この好きが本当になるまで ~腐れ縁の友人と嘘の恋を始めたら~
 明日香の自宅の最寄駅から電車で一本で行ける繁華街。メイン通りにはたくさんの店が建ち並び、週末の今日は多くの人で賑わっている。

 そんなメイン通りからは少し外れた場所にある喫茶店。明日香と将人はそこで顔を合わせていた。

「今日は突然ごめんね。時間くれてありがとう」

 やわらかく微笑む将人を見れば、やはりこの笑顔が好きだなと思う。だが、以前のような焦がれる感覚はない。好きになりたての頃の淡い気持ちに近いかもしれない。

 将人への恋心としっかり決別できているからなのか、ただ違う形に変化しただけなのかはよくわからない。

 ただ、少なくとも苦しい気持ちにはなっていないことに安堵する。この調子ならば、将人からどんな話をされても、きっと受け入れられるだろう。

 明日香は意識を自分のことではなく、将人のことへと集中させる。

「別にいいよ。でも、急に二人でなんてどうしたの? 奈菜となにかあった?」

 将人から話があると言われれば、それは十中八九奈菜のことだと思っている。

 奈菜本人にも、慶介にも言えないような悩みを抱えているのではないかと不安になりながら問えば、将人は優しい表情のまま静かに首を横に振る。
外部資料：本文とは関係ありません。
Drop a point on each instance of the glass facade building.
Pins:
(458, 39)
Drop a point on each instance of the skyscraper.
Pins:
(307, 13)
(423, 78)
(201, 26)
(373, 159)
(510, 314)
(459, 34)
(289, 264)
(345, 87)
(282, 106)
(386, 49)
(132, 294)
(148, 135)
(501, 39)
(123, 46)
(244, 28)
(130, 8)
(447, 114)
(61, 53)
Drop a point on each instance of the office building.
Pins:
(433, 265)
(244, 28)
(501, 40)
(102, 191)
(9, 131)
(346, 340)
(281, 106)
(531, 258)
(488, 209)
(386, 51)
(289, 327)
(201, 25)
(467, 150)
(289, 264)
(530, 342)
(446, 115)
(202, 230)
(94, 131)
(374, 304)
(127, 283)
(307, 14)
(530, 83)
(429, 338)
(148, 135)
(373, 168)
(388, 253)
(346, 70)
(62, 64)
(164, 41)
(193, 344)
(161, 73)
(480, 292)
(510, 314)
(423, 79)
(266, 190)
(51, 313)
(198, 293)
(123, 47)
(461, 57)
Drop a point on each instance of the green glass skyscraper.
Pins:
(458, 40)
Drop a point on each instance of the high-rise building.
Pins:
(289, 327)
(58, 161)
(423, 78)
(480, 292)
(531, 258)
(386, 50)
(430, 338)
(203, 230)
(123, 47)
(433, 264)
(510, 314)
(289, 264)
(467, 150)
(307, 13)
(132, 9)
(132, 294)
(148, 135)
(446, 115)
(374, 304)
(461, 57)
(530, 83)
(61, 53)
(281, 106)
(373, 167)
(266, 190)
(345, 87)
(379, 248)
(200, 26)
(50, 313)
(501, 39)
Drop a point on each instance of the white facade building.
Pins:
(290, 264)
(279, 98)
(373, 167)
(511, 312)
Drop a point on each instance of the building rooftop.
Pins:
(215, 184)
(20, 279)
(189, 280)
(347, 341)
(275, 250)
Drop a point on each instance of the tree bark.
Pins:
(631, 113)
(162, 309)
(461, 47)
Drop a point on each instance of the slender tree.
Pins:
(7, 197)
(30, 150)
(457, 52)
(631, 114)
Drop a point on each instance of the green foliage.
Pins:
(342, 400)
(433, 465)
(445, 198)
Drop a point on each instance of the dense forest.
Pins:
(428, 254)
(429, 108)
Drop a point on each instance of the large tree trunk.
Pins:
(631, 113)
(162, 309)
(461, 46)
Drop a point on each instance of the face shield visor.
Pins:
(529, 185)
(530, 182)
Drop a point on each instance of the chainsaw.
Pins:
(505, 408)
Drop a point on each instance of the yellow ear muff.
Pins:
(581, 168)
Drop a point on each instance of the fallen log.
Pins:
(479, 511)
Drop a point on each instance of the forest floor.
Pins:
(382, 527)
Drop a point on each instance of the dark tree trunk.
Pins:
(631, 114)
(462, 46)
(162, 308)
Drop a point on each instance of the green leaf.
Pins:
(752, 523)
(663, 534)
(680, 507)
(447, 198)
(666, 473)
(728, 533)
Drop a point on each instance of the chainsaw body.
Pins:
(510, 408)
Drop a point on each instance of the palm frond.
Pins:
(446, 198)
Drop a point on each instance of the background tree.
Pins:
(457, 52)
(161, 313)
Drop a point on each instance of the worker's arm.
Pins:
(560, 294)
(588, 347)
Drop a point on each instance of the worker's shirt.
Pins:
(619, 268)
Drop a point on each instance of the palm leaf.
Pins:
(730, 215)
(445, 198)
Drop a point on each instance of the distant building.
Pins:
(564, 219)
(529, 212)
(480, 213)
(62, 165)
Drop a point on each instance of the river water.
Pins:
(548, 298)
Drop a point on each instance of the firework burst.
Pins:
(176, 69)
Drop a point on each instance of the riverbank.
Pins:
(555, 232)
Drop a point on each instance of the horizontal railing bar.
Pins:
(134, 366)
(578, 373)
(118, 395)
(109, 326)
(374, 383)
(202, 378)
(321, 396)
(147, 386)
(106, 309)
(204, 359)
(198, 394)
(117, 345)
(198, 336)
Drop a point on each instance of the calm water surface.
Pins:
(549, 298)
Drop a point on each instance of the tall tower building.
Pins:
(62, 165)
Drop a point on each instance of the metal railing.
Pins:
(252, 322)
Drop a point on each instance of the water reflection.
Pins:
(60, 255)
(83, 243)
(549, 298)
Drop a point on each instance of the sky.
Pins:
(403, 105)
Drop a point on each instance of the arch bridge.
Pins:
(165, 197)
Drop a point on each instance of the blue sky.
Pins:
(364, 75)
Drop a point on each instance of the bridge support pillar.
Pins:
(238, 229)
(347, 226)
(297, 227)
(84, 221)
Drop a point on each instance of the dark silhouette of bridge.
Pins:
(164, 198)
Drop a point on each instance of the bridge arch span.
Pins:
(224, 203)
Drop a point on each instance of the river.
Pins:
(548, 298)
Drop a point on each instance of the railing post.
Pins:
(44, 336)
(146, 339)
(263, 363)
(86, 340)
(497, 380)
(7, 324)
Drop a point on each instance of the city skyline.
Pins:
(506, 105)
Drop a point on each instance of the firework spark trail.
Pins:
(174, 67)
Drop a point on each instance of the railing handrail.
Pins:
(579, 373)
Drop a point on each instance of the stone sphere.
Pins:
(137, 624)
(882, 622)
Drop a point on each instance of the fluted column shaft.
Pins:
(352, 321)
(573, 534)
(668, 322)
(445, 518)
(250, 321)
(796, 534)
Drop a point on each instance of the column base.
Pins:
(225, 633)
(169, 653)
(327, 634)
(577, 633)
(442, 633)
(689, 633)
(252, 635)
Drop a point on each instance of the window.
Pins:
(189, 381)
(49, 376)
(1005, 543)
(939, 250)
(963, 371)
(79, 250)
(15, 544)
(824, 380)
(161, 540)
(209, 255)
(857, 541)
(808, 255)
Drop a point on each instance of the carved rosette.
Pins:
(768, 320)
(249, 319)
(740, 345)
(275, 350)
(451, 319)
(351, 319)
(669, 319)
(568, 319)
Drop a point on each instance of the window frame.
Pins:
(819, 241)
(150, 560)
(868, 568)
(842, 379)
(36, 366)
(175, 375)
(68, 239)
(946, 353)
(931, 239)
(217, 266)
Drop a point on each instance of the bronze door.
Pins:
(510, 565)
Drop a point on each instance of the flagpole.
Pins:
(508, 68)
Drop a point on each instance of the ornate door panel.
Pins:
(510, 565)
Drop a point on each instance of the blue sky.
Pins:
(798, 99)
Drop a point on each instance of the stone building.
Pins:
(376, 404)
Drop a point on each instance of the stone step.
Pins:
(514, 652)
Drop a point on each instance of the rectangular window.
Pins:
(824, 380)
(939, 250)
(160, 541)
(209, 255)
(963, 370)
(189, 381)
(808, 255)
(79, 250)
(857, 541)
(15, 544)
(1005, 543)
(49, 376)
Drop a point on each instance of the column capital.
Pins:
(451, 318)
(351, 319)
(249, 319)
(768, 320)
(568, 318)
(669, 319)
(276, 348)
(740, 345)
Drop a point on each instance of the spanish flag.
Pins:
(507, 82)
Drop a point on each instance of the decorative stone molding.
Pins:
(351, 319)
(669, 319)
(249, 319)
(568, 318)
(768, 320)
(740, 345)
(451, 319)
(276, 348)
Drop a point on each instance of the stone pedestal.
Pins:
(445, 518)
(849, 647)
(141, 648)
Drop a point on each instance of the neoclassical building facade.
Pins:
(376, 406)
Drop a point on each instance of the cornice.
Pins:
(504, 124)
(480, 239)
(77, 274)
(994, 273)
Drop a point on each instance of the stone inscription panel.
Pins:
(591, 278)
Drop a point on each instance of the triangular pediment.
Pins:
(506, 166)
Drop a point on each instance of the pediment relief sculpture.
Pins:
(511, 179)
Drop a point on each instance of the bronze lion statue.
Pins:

「ううん。心配するようなことはなにもないから大丈夫だよ」
「そう?」
「うん」

 一つ頷いた将人はなぜか明日香の方を見て、にこにこと微笑んでいる。よほど嬉しいことでもあったのだろうか。

 理由はよくわからないが、真っ直ぐに視線を送られると落ち着かなくて、明日香は視線を外すようにしてコーヒーに口をつけた。